IndyCar doubleheader returns to Belle Isle on June 11-13, joined by Indy Lights, IMSA

David Goricki
The Detroit News

Bud Denker can’t wait to kick off summer with the running of the Chevrolet Detroit Grand Prix presented by Lear doubleheader on Belle Isle June 11-13 after an absence of the NTT IndyCar series event last year due to the COVID-19 pandemic.

You can bet his boss, legendary Bloomfield Hills businessman Roger Penske, feels the same way.

The Detroit Grand Prix will return to Belle Isle on June 11-13.

The IndyCar series will showcase 70-lap races on the 13-turn, 2.3-mile street course on consecutive days June 12 (Saturday) and 13 (Sunday), with both races televised nationally by NBC.

The IMSA WeatherTech SportsCar Championship and Indy Lights series also will have races with Indy Lights — competing on Belle Isle for the first time since 2012 — holding races on Saturday and Sunday, opening the day’s schedule each day with IndyCar races to follow, capped off by the IMSA event on Saturday evening.

“It was a tough year last year all around, motorsports and sports all around,” said Denker, who is president of Penske Corporation and the race director of the Detroit Grand Prix. 

“ ... When you think 750 people at a Red Wings game, 8,000 for a Tigers game," Denker said, "I’m excited that fans will be back, so I’m excited to get these events, whether it be the Tigers, the Grand Prix back to Detroit to feel some sense of normalcy and celebrate Belle Isle, to celebrate our downtown.

“The only unknown for us, as you can imagine, is how many fans we can have. We don’t know that because of the state’s requirement. We’re working with the state to understand that. We do know the Tigers are 20%, and the good news for us is we’re an outdoor event, have 2.4 miles of area that encompasses, so we’re not jammed together.”

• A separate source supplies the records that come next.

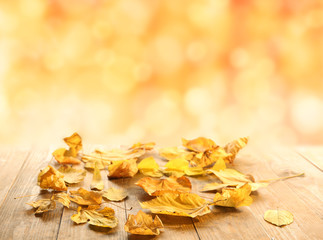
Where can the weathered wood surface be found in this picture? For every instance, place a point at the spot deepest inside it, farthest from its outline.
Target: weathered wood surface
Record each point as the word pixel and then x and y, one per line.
pixel 302 196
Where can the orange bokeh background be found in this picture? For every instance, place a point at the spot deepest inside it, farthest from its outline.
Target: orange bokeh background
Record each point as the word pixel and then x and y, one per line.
pixel 134 70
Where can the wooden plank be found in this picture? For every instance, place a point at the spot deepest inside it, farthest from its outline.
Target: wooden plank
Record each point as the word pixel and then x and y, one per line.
pixel 17 217
pixel 70 230
pixel 312 154
pixel 292 195
pixel 10 164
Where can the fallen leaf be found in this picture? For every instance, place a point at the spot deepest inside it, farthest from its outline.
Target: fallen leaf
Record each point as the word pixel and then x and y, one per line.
pixel 123 168
pixel 149 167
pixel 84 197
pixel 97 182
pixel 178 204
pixel 236 197
pixel 50 178
pixel 143 224
pixel 234 147
pixel 72 175
pixel 279 217
pixel 43 205
pixel 114 194
pixel 156 187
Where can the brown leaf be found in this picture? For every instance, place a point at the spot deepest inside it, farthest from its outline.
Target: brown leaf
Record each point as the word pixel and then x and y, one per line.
pixel 50 178
pixel 143 224
pixel 156 187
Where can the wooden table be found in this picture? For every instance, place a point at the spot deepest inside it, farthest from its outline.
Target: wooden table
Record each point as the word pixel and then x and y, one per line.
pixel 302 196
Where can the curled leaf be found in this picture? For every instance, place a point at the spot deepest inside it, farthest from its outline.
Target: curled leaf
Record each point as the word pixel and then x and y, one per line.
pixel 156 187
pixel 50 178
pixel 84 197
pixel 279 217
pixel 123 168
pixel 114 194
pixel 178 204
pixel 72 175
pixel 143 224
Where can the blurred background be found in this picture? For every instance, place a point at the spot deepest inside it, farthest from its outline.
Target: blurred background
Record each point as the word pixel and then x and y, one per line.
pixel 121 71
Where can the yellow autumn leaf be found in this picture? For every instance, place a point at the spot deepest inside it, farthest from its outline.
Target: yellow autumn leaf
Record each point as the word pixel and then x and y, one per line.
pixel 43 205
pixel 178 204
pixel 123 168
pixel 279 217
pixel 114 194
pixel 97 182
pixel 72 175
pixel 236 197
pixel 50 178
pixel 143 224
pixel 84 197
pixel 149 167
pixel 156 187
pixel 234 147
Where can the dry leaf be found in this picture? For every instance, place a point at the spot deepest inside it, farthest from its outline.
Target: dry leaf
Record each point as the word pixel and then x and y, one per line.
pixel 156 187
pixel 43 205
pixel 63 156
pixel 149 167
pixel 123 168
pixel 234 147
pixel 182 204
pixel 100 218
pixel 171 153
pixel 143 224
pixel 50 178
pixel 72 175
pixel 84 197
pixel 236 197
pixel 114 194
pixel 97 182
pixel 279 217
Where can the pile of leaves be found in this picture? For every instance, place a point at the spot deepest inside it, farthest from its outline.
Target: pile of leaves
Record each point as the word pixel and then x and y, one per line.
pixel 169 185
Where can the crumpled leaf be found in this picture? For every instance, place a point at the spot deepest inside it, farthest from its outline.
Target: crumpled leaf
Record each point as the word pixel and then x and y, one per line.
pixel 63 156
pixel 171 153
pixel 149 167
pixel 75 144
pixel 143 224
pixel 156 187
pixel 279 217
pixel 72 175
pixel 178 204
pixel 114 194
pixel 236 197
pixel 50 178
pixel 84 197
pixel 43 205
pixel 100 218
pixel 62 198
pixel 234 147
pixel 97 182
pixel 123 168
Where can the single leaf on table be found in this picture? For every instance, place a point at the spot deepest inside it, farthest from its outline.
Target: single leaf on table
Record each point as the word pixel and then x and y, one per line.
pixel 236 197
pixel 156 187
pixel 234 147
pixel 114 194
pixel 97 182
pixel 149 167
pixel 84 197
pixel 123 168
pixel 43 205
pixel 279 217
pixel 143 224
pixel 178 204
pixel 50 178
pixel 72 175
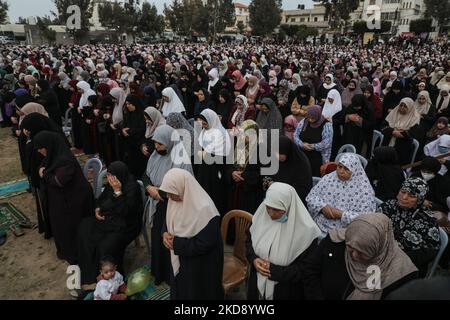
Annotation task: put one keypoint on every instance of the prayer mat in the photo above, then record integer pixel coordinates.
(10, 215)
(13, 188)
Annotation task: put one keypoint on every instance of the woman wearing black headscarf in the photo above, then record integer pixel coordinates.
(393, 98)
(223, 108)
(133, 134)
(294, 170)
(359, 123)
(49, 99)
(117, 222)
(384, 173)
(69, 195)
(31, 125)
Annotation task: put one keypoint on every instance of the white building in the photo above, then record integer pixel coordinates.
(314, 17)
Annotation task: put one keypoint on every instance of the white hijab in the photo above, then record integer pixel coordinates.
(215, 75)
(87, 92)
(174, 105)
(330, 109)
(214, 140)
(432, 149)
(281, 243)
(120, 96)
(187, 218)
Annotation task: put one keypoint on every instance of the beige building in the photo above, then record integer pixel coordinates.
(314, 17)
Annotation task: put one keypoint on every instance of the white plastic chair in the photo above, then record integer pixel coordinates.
(444, 243)
(94, 164)
(377, 140)
(363, 160)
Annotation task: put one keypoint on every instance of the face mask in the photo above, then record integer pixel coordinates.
(427, 176)
(283, 219)
(163, 153)
(443, 149)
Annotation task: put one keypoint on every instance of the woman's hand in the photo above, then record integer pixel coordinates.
(154, 193)
(115, 183)
(262, 267)
(98, 215)
(168, 240)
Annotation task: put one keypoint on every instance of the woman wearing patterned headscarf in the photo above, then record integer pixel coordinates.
(341, 196)
(338, 269)
(415, 227)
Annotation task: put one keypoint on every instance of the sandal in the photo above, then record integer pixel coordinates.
(17, 230)
(28, 225)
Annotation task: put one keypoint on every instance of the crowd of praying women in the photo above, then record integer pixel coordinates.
(187, 124)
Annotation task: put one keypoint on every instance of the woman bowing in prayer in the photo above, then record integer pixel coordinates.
(294, 168)
(172, 102)
(216, 145)
(69, 195)
(117, 222)
(338, 269)
(341, 196)
(415, 227)
(282, 235)
(193, 238)
(400, 127)
(314, 135)
(168, 154)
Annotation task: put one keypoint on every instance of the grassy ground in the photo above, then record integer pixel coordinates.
(29, 266)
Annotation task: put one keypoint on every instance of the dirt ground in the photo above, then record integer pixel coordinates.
(29, 268)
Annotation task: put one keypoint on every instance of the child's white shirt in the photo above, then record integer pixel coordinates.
(105, 288)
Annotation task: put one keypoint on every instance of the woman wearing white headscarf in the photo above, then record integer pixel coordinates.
(282, 235)
(341, 196)
(325, 87)
(343, 266)
(216, 145)
(168, 154)
(193, 238)
(400, 127)
(333, 104)
(172, 102)
(439, 147)
(426, 110)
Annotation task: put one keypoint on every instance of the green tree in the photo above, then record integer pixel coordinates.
(265, 16)
(62, 16)
(337, 12)
(150, 21)
(420, 25)
(439, 10)
(4, 7)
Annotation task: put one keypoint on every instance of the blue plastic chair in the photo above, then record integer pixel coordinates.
(444, 243)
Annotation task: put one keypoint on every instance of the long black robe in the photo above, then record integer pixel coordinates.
(290, 285)
(201, 265)
(97, 239)
(69, 196)
(296, 170)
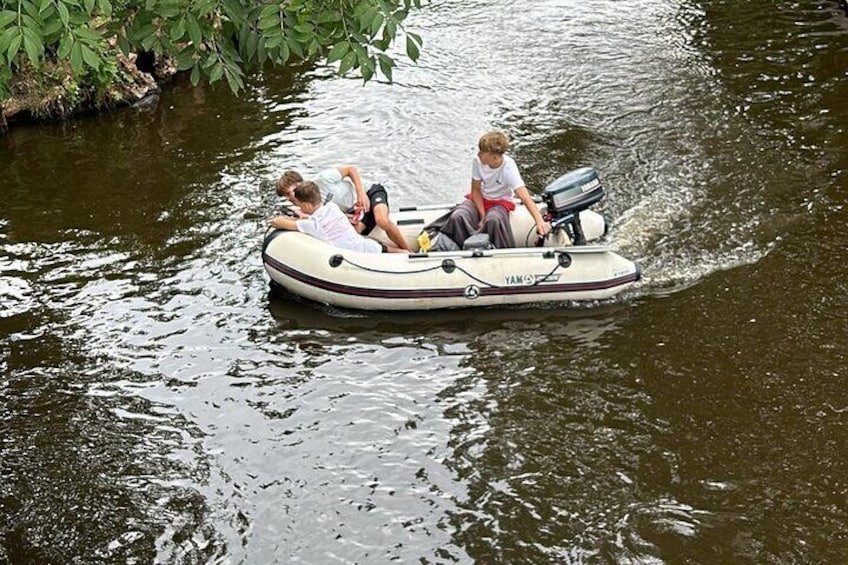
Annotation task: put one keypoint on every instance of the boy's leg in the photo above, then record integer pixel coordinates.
(379, 216)
(462, 222)
(497, 225)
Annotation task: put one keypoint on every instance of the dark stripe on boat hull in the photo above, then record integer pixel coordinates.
(541, 290)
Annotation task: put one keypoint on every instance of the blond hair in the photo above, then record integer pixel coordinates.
(494, 142)
(307, 192)
(287, 180)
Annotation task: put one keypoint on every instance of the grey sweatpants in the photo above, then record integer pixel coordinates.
(463, 221)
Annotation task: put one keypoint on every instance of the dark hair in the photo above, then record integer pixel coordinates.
(288, 179)
(307, 191)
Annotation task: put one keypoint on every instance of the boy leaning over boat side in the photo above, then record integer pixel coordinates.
(343, 186)
(326, 223)
(494, 180)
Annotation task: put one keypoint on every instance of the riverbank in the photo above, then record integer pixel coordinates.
(52, 92)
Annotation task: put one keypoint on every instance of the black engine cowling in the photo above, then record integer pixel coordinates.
(570, 194)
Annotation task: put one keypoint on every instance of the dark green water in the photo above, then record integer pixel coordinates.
(157, 407)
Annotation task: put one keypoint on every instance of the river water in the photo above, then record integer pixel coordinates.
(157, 406)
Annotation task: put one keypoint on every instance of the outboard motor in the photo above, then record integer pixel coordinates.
(567, 196)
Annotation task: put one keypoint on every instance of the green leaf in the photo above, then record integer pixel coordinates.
(90, 58)
(178, 31)
(338, 51)
(65, 45)
(63, 13)
(285, 53)
(93, 36)
(31, 10)
(376, 23)
(6, 40)
(76, 58)
(124, 44)
(105, 7)
(32, 46)
(274, 41)
(194, 30)
(15, 45)
(252, 44)
(7, 17)
(411, 49)
(217, 72)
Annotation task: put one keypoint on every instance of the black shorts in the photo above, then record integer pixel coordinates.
(376, 195)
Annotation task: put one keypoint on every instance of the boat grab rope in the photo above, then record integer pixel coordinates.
(449, 266)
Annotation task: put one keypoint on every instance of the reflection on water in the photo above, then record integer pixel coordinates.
(156, 405)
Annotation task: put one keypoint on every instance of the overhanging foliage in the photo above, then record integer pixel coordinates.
(212, 39)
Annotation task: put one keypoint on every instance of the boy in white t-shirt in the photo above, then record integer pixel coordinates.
(494, 180)
(326, 223)
(343, 187)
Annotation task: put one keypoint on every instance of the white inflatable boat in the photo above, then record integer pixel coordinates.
(563, 269)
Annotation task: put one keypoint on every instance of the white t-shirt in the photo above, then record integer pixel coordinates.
(500, 183)
(336, 189)
(330, 225)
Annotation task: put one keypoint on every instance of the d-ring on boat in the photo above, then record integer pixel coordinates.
(564, 268)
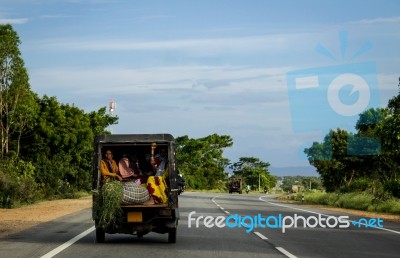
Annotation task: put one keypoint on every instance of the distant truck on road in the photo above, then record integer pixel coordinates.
(235, 185)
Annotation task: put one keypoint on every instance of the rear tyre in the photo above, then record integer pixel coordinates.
(100, 235)
(172, 235)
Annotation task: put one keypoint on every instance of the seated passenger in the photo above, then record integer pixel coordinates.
(156, 185)
(108, 168)
(125, 169)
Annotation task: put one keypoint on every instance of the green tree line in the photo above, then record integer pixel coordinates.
(367, 160)
(47, 146)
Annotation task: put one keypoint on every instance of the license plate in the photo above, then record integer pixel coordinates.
(135, 217)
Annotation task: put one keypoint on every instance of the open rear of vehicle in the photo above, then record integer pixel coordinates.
(137, 219)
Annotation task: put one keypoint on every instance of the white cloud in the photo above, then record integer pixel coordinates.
(13, 21)
(107, 80)
(380, 20)
(251, 43)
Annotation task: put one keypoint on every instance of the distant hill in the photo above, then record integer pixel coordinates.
(293, 171)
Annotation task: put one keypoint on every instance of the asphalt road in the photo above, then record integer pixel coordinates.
(219, 225)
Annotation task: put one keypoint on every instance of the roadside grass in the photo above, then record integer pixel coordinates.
(356, 200)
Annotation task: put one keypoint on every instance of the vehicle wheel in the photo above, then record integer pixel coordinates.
(172, 235)
(100, 235)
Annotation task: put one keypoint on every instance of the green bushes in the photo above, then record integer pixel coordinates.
(17, 183)
(355, 200)
(108, 204)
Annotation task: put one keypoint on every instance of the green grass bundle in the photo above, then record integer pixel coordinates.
(110, 204)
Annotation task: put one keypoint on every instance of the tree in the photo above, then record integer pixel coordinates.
(254, 171)
(17, 105)
(201, 160)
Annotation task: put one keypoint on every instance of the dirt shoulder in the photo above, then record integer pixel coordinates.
(366, 214)
(18, 219)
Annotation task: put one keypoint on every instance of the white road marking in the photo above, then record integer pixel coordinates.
(282, 250)
(313, 212)
(67, 244)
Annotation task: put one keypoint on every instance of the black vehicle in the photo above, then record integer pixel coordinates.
(138, 219)
(181, 184)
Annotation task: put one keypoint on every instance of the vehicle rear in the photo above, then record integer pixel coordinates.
(136, 219)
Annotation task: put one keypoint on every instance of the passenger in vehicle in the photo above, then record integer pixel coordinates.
(156, 185)
(125, 169)
(109, 168)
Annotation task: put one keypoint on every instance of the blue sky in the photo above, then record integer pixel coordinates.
(201, 67)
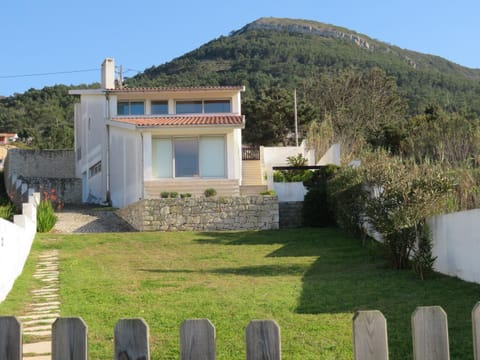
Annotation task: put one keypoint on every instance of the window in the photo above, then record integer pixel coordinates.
(188, 107)
(203, 156)
(95, 169)
(130, 108)
(202, 107)
(216, 106)
(159, 107)
(186, 157)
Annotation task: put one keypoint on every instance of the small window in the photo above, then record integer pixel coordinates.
(216, 106)
(188, 107)
(95, 169)
(159, 107)
(130, 108)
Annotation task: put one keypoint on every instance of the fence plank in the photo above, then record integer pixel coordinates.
(69, 339)
(370, 336)
(263, 340)
(10, 338)
(476, 330)
(131, 340)
(430, 333)
(197, 340)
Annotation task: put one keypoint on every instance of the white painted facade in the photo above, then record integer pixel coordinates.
(456, 244)
(15, 242)
(114, 158)
(277, 156)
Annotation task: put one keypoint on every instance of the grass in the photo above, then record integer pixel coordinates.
(310, 281)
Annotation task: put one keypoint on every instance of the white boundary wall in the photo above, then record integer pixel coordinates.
(456, 244)
(290, 191)
(15, 242)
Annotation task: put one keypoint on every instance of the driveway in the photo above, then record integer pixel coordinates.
(89, 219)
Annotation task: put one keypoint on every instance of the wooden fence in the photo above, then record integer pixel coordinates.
(262, 337)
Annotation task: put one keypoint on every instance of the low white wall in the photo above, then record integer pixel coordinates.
(456, 244)
(15, 242)
(332, 156)
(277, 156)
(290, 191)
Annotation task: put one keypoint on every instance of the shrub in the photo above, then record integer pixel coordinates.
(316, 211)
(293, 175)
(210, 192)
(7, 211)
(423, 259)
(401, 195)
(46, 217)
(346, 199)
(278, 176)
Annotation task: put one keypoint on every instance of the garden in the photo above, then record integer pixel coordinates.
(310, 280)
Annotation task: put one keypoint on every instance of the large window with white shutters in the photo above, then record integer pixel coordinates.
(181, 157)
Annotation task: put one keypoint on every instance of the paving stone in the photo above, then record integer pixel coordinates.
(49, 296)
(50, 289)
(45, 309)
(38, 333)
(38, 328)
(43, 347)
(50, 303)
(41, 320)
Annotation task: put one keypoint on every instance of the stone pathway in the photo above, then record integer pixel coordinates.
(43, 310)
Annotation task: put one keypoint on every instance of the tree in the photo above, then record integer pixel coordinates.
(270, 117)
(360, 105)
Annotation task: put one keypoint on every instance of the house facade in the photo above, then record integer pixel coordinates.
(135, 143)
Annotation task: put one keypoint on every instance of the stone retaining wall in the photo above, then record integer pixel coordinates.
(203, 214)
(49, 172)
(290, 214)
(42, 163)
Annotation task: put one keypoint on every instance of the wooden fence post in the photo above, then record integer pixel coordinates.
(131, 340)
(197, 340)
(370, 336)
(430, 333)
(10, 338)
(69, 339)
(262, 339)
(476, 331)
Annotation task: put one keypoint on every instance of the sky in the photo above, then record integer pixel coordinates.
(48, 42)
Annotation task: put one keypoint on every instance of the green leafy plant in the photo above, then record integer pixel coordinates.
(7, 211)
(46, 217)
(423, 259)
(316, 211)
(210, 192)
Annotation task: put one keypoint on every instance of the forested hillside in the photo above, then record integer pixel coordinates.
(272, 57)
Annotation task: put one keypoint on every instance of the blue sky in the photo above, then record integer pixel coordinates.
(52, 36)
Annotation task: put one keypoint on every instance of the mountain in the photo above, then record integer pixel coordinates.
(265, 53)
(288, 52)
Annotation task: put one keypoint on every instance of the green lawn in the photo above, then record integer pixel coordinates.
(310, 281)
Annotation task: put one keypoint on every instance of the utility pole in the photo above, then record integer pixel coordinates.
(120, 85)
(295, 114)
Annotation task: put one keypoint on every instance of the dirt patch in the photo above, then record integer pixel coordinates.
(89, 219)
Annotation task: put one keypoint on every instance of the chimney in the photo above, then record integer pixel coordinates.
(108, 74)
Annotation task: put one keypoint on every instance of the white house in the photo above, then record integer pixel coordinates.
(134, 143)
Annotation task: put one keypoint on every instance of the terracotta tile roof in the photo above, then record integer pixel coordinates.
(178, 89)
(182, 120)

The IMSA series was supposed to be held the previous weekend on Belle Isle to allow teams and drivers the opportunity to compete in the 24 Hours of Le Mans, but that race in Le Mans, France, has been delayed to August, allowing the IMSA drivers to join Indy Lights and IndyCar series for a five-race weekend.

Team Penske driver Josef Newgarden (Race 1) and Scott Dixon (Race 2) of Chip Ganassi Racing earned wins in the IndyCar doubleheader in 2019, with Newgarden winning the series championship in 2019 and Dixon in 2020, his sixth series title.

The IndyCar series opens April 18 at Barber Motorsports Park in Birmingham, Alabama, with the Indianapolis 500 set for May 30.

Denker feels like things are getting closer to normal.

“There’s a sense of normalcy back in my life, back to traveling again, traveling to Georgia tomorrow, was on the plane a couple of times earlier this week so we’re back to doing what we do," Denker said.

“Earlier this week I was in Colorado and Indianapolis of course, we go to Indy once a week, Roger and I for preparations for the (Indy) 500. We’ve never been off work. We’ve been here in the office since June 8. We’re probably one of the only companies in America I think that’s done that because we consider ourselves essential because we’re out there with our trucks, servicing cars and selling cars and doing business.”

Denker says Penske, 84, is at the office "every day."

“He’s the strongest guy here," Denker said, "the Energizer bunny, always going. This morning at 7:30 we were in here for a meeting on a Zoom call until 10. Then met again until noon and have another Zoom call this afternoon at 4:30.

“From the first day of COVID last year we haven’t missed one day. We were in here the throngs of March, April and May, and every day we met in the conference room. Back then we were concerned with liquidly, concerned about our business, our people. We furloughed 59% of our workforce around the world in April and May. That’s tens of thousands of people and have now brought most of them back. We have about 10% less than we had pre-COVID, become more efficient.”

Penske also opened Indianapolis Motor Speedway to vaccinations.

“We’re opening the (Indianapolis Motor) Speedway up April 1, and we’re going to vaccinate 100,000 people in 15 days,” Denker said. “You never get out of your car, you drive through the Formula One garages. We have 20 Formula One garages. You drive in, put the window down. You have four people in a car, four people get shots and you keep going. It’s also Johnson & Johnson, where you need just one shot.

“We did 16,000 two weeks ago at the Speedway to try it out. Four thousand a day, all drive through, eight minutes a person coming through. You never got out of your car. Registered in advance. The governor said it worked so well, just announced it yesterday that beginning April 1, we’re going to do 100,000 over 15 days. He’s also lowered the age effective March 31 to 16 and older, like we’re doing here on April 5th to 16 and over and that’s going to help a ton.”